Tak seperti hari-hari sebelumnya, suasana dingin di musim hujan biasanya menjadikan saya enggan keluar rumah di pagi hari. Entah mengapa Minggu pagi kemarin (29/01/2017) saya terdorong untuk keluar rumah. Semalam hujan turun dengan derasnya, paginya udara menjadi bersih, segar dan enak untuk dihirup. Suasana redup masih mewarnai pagi itu. Dengan memakai sandal jepit refleksi, saya mencoba mengisi pagi itu dengan berjalan-jalan ke sawah. Biasanya nih tempat bermain yang paling saya sukai adalah areal persawahan lengkap dengan aktivitas petaninya.
Selain karena dekat sekali dengan tempat tinggal kami, hijaunya beraneka jenis tanaman di sawah menjadi tonikum yang ampuh untuk menyegarkan mata dan pikiran. Perlahan-lahan matahari mulai menampakkan sinarnya yang menyilaukan. Suasana redup mulai berubah menjadi terang.

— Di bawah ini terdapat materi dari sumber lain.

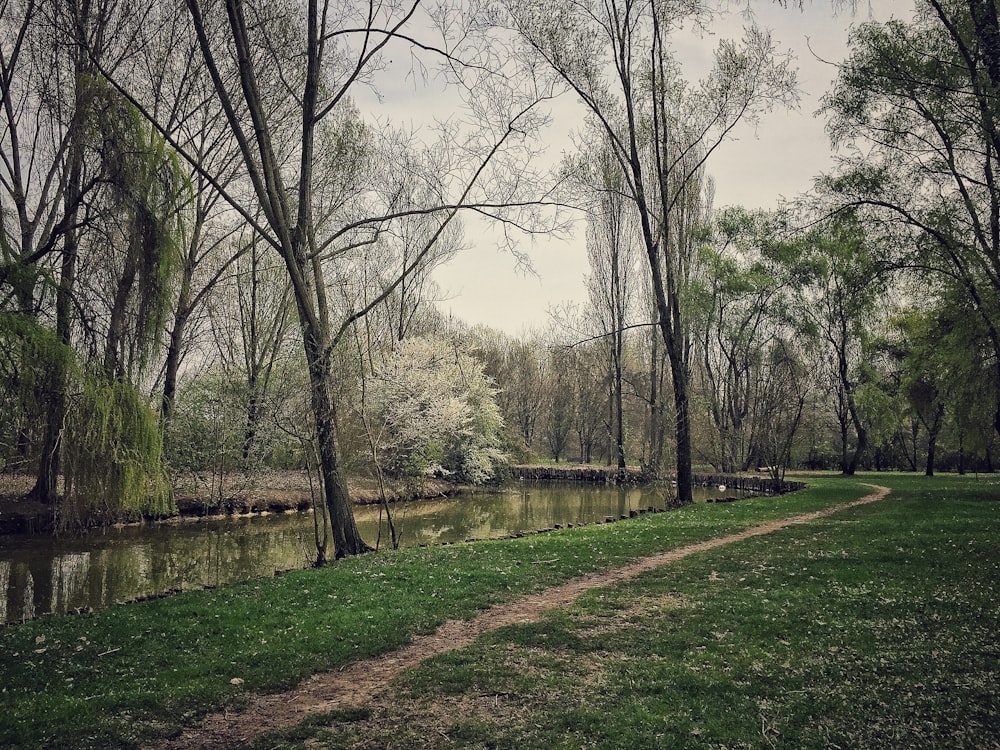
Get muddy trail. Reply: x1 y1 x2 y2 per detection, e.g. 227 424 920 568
152 485 889 750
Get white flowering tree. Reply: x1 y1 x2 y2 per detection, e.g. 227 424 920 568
369 338 508 484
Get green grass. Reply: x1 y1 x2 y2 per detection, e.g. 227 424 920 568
0 475 1000 748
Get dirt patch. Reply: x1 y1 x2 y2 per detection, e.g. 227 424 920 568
156 485 889 750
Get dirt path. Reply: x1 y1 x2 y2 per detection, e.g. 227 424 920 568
150 485 889 750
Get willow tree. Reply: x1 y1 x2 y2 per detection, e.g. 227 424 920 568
60 76 189 526
92 0 556 564
506 0 796 504
823 0 1000 434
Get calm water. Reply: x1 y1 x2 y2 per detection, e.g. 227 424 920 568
0 482 731 623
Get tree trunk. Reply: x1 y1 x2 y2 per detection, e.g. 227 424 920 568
303 325 372 564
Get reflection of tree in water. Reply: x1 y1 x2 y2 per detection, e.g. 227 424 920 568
0 482 736 622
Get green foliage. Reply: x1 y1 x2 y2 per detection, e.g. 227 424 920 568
59 375 175 528
77 75 192 377
0 312 75 468
164 370 306 472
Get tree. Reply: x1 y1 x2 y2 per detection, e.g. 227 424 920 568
793 214 886 475
691 208 798 473
506 0 795 504
824 0 1000 440
368 338 507 484
90 0 545 563
574 138 639 475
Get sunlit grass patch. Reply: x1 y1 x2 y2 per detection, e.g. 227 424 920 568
304 478 1000 748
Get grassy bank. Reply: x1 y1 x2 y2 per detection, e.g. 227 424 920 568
0 475 1000 748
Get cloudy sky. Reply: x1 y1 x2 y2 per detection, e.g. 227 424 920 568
435 0 900 334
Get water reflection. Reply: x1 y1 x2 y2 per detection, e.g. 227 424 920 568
0 482 736 623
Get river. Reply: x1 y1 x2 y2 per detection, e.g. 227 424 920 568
0 482 732 624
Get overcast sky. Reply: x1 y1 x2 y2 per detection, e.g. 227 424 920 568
426 0 912 334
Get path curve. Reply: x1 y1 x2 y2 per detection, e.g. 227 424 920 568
153 484 889 750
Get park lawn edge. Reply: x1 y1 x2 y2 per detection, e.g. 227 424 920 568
0 474 984 747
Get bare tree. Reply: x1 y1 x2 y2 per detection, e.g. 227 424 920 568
506 0 796 504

Belum puas dengan hanya memandangi hijaunya tanaman di sawah, saya putuskan untuk masuk ke area persawahan. Seorang petani desa yang sering berpapasan dengan saya saat keluar - masuk kompleks perumahan sudah terlihat sibuk di sana. Beliau adalah Pak Sokran, salah seorang petani Desa Driyorejo, Gresik – Jawa Timur.
“Tandur nopo niki pak (sedang tanam apa ini pak, red)” tanyaku untuk mencairkan suasana pagi yang mulai terang itu. Tanpa memandang ke arah saya Pak Sokran menjawab “Iki dik kunir (ini dik kunir / kunyit, red). Rupanya Pak Sokran terlihat sedang sibuk membersihkan rimpang kunir untuk ditanam di lahannya.
Ia memisahkan / memotong (split) rimpang kunir pilihan yang berukuran besar menjadi dua atau tiga bagian sesuai dengan jumlah mata tunasnya. Bagian rimpang yang terpotong diolesi fungisida (dithane M45 / benlate) agar tidak membusuk akibat aktivitas jamur selama berada dalam lubang tanam. Kadang kalau kesulitan membeli fungisida ia mengakalinya dengan menggunakan arang batok kelapa untuk dioleskan ke bagian rimpang yang terpotong.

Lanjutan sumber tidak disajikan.